The scent of roses in the air tantalizes the senses. It is the smell of summer. Coming into full bloom from early to mid-June, roses continue to bloom all summer long, scenting the air with their heady perfume. Originally cultivated as much for their scent as for their beauty, old fashioned roses may produce smaller, less showy blooms than modern hybrids; but their intoxicating fragrance is unsurpassed.
In their quest to create roses with longer stems and showier, more vibrantly colored flowers, rose hybridizers in the mid-20th century were forced to trade off scent in favor of more stunning displays. The same trade off had to be made in the development of the marvelous new disease-resistant, easy-to-care-for rose varieties like the popular but scentless Knock Out rose. The new hybrids have proved themselves to be strong survivors and have brought stunning visual beauty to our gardens, but the fragrant scent of roses in bloom has been missed.
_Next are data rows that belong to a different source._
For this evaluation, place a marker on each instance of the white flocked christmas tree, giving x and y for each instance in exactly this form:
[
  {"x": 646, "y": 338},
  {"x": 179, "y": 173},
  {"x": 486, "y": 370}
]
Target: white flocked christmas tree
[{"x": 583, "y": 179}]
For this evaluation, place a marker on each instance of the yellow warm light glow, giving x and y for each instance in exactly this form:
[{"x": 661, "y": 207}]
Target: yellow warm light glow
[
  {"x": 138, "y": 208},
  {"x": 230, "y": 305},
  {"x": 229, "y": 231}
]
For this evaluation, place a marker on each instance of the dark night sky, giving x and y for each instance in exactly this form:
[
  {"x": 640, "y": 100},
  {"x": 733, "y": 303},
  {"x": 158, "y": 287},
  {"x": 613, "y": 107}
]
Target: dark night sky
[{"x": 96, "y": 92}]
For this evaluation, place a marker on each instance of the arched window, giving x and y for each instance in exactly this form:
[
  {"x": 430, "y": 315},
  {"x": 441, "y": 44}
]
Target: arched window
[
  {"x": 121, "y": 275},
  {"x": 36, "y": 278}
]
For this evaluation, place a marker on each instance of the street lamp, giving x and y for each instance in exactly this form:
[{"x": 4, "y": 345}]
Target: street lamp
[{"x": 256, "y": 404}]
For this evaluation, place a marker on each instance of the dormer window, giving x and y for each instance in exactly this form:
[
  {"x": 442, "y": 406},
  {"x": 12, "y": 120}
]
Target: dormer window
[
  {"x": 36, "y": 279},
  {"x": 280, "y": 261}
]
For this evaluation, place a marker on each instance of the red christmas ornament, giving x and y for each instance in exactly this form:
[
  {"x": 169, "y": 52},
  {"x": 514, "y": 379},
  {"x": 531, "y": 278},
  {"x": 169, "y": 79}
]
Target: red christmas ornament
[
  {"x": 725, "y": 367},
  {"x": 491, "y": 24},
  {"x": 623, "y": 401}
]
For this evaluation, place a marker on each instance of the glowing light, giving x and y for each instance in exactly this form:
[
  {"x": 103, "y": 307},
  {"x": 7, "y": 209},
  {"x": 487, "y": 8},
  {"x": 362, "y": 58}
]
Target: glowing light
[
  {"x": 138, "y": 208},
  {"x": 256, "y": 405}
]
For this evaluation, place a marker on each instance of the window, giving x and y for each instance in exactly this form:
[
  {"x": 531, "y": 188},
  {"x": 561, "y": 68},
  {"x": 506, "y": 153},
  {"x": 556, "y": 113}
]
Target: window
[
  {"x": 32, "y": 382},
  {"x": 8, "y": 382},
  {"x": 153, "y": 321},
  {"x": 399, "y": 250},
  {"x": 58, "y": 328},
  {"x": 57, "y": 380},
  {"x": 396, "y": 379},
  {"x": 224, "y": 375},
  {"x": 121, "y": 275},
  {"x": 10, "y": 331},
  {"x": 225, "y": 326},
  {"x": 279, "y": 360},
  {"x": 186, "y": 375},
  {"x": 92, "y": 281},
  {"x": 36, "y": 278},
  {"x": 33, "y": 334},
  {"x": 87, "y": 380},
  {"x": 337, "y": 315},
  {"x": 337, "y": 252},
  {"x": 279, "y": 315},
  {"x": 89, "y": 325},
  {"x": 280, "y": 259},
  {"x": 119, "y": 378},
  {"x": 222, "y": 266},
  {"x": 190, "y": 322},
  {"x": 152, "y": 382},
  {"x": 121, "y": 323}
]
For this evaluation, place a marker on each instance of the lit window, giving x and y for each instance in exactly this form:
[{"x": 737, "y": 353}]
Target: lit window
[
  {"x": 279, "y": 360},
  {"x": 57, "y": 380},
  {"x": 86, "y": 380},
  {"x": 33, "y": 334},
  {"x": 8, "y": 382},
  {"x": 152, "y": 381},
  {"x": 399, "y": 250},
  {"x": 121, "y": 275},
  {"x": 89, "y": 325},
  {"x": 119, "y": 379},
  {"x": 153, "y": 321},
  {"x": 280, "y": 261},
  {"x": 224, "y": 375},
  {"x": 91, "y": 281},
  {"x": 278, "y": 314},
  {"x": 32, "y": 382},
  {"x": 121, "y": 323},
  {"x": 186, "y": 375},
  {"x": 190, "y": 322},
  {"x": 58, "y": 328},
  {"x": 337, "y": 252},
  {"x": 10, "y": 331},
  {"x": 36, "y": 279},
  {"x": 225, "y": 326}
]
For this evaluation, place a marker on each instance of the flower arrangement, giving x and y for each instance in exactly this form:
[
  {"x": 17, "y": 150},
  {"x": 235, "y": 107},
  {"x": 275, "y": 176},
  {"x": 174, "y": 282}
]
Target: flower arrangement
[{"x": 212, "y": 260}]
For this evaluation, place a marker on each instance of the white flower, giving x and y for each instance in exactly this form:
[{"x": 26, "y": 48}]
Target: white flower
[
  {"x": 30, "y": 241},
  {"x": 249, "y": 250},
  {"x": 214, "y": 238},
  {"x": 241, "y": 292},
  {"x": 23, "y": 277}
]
For the past couple of decades hybridizers have been working to marry the durability and beauty of modern roses with a return to the alluring fragrance of the past. It hasn’t been an easy journey. Development of a new rose takes 10 years, and returning fragrance to the gene mix is a trial-and-error process. Held in a recessive gene, fragrance goes hand-in-hand with poor color retention, poor vase life and susceptibility to disease. Having now overcome those problems, modern hybridizers are working to maintain gains in sturdiness and display while reintroducing fragrance.
The sweet smell of success can be found in the new hybrid roses beginning to arrive in local garden centers. This year the American Rose Society awarded the James Alexander Gamble Fragrance Medal to a dozen new rose varieties, including Crimson Glory, Double Delight, Fragrant Cloud, Mister Lincoln, Tiffany and Angel Face. Because each rose has its own unique bouquet, gardeners will want to stop and smell the roses as they select plants for their garden this year.